First, we extract two video samples consisting of the first m-frames of the distorted and reference video sequences and compute the PSNR between them. This is the PSNR for the first iteration. We suggest that you use only a small number of frames (i.e., m) to reduce computational costs.
In the second iteration, we re-compute the PSNR but sliding the distorted subsample forward by 1-frame and compute the PSNR again.
This process of “sliding and computing the PSNR” is repeated n times where n is the number of video frames that fit in the SyncWindow. The SyncWindow is a duration in which we want to find the right sync value.
If we are lucky (if the SyncWindow was chosen correctly), we will see that the best PSNR was on some i^th frame at the end of the process. That means that the i^th frame of the distorted sequence matches the 1st frame of the reference.

At the end of this process, we have enough information to apply the trim filter.

The iterations previously described are shown in the following figures. On each iteration (i) the PSNR is computed between the reference_subsample and the distorted_subsample_i.

In practice, the PSNR calculation at each iteration can be done as follows –

     while <distorted_subsample_i.1st_frame> IN <SYNC_WINDOW>:
         getPSNR(reference_subsample, distorted_subsample_i)
     <distorted_subsample_i>.next_frame()

And the getPSNR() function can be implemented with FFmpeg as follows.

 ffmpeg  -i <distorted> -i <reference> \
 -lavfi "[0:v]trim=start=<OFFSET>:duration=<M>,setpts=PTS-STARTPTS[distorted_subsample];\
 [1:v]trim=start=0:duration=<M,setpts=PTS-STARTPTS[reference_subsample];\
 [distorted_subsample][reference_subsample]psnr=stats_file=psnr.log" -f null -

where,

 <OFFSET>: (i-1)*1/fps, and fps is the framerate per second.
 <M>: Size in seconds of the subsample sequence. This is a fixed value for all the iterations.
 <SYNC_WINDOW>: window time (seconds) in which we want to find the right sync value

To give you an example, if we choose a <SYNC_WINDOW> value = 0.3 seconds for video sequences with fps = 30, we would get something as follows –

 iteration    offset(s)                   psnr[dB]
   1            0.0                       21.098356
   2            0.03333333333333333       21.132783
   3            0.06666666666666667       21.167991
   4            0.1                     21.204151
   5            0.13333333333333333     21.248292
   6            0.16666666666666666     21.29118
  *7          0.2                       33.675342
   8            0.23333333333333334     21.363845
   9            0.26666666666666666     21.409776
   10            0.3                    21.451546

Based on these values, the best PSNR was found on the 7th iteration.

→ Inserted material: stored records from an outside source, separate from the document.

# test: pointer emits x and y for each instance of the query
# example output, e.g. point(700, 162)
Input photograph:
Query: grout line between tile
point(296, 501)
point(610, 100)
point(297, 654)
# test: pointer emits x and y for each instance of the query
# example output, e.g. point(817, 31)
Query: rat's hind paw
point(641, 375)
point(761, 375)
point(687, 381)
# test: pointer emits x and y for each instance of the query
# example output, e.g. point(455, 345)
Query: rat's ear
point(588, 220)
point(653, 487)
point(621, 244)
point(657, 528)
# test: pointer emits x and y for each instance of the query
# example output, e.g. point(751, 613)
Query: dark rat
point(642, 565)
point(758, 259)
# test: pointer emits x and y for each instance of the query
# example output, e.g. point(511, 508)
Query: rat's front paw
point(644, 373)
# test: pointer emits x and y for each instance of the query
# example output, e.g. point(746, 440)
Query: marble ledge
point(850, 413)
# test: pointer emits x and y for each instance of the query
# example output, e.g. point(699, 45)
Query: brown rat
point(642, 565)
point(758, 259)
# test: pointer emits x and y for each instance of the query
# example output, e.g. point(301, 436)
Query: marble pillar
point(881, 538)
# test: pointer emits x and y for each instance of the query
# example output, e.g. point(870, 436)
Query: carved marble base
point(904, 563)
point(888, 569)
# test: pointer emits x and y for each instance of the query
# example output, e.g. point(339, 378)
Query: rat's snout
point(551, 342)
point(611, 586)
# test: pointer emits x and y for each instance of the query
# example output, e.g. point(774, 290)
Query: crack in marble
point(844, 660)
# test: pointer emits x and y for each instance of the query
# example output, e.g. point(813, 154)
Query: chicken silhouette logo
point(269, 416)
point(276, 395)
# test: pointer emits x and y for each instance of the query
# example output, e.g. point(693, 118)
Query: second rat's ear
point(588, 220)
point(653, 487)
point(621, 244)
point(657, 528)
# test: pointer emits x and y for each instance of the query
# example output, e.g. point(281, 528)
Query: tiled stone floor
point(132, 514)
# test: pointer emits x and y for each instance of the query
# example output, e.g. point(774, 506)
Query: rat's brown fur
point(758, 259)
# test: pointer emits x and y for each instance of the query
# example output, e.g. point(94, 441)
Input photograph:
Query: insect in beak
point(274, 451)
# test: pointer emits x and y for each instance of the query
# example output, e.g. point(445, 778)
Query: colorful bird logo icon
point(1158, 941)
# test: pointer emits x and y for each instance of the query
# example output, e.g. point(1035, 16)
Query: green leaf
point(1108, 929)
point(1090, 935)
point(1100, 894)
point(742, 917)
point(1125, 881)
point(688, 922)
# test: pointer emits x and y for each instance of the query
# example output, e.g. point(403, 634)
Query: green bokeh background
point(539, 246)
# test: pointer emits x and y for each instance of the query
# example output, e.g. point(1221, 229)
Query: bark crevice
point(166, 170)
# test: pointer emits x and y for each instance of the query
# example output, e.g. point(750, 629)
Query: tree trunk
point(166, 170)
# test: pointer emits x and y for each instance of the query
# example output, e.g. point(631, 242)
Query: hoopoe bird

So the 7th frame of the distorted sequence (located 0.2 seconds from its start) matches the 1st frame of the reference sequence.

With this information, we can trim the sequence to compute VMAF using FFmpeg.

ffmpeg -i <distorted> -i <reference> -lavfi "[0:v]trim=start=<OFFSET>,setpts=PTS-STARTPTS[distorted];[distorted][reference]libvmaf=model_path=/usr/local/share/model/VMAF_v0.6.1.pkl" -f null -

In practice, sometimes we also will need to pass the duration parameter to trim (trim=start=<OFFSET>;duration=<LENGTH>) in order to guarantee that the distorted and reference sequences have the same length in seconds.

Putting It All Together using easyVMAF

Until now, we discussed the process of pre-processing your videos before computing VMAF using a few simple examples.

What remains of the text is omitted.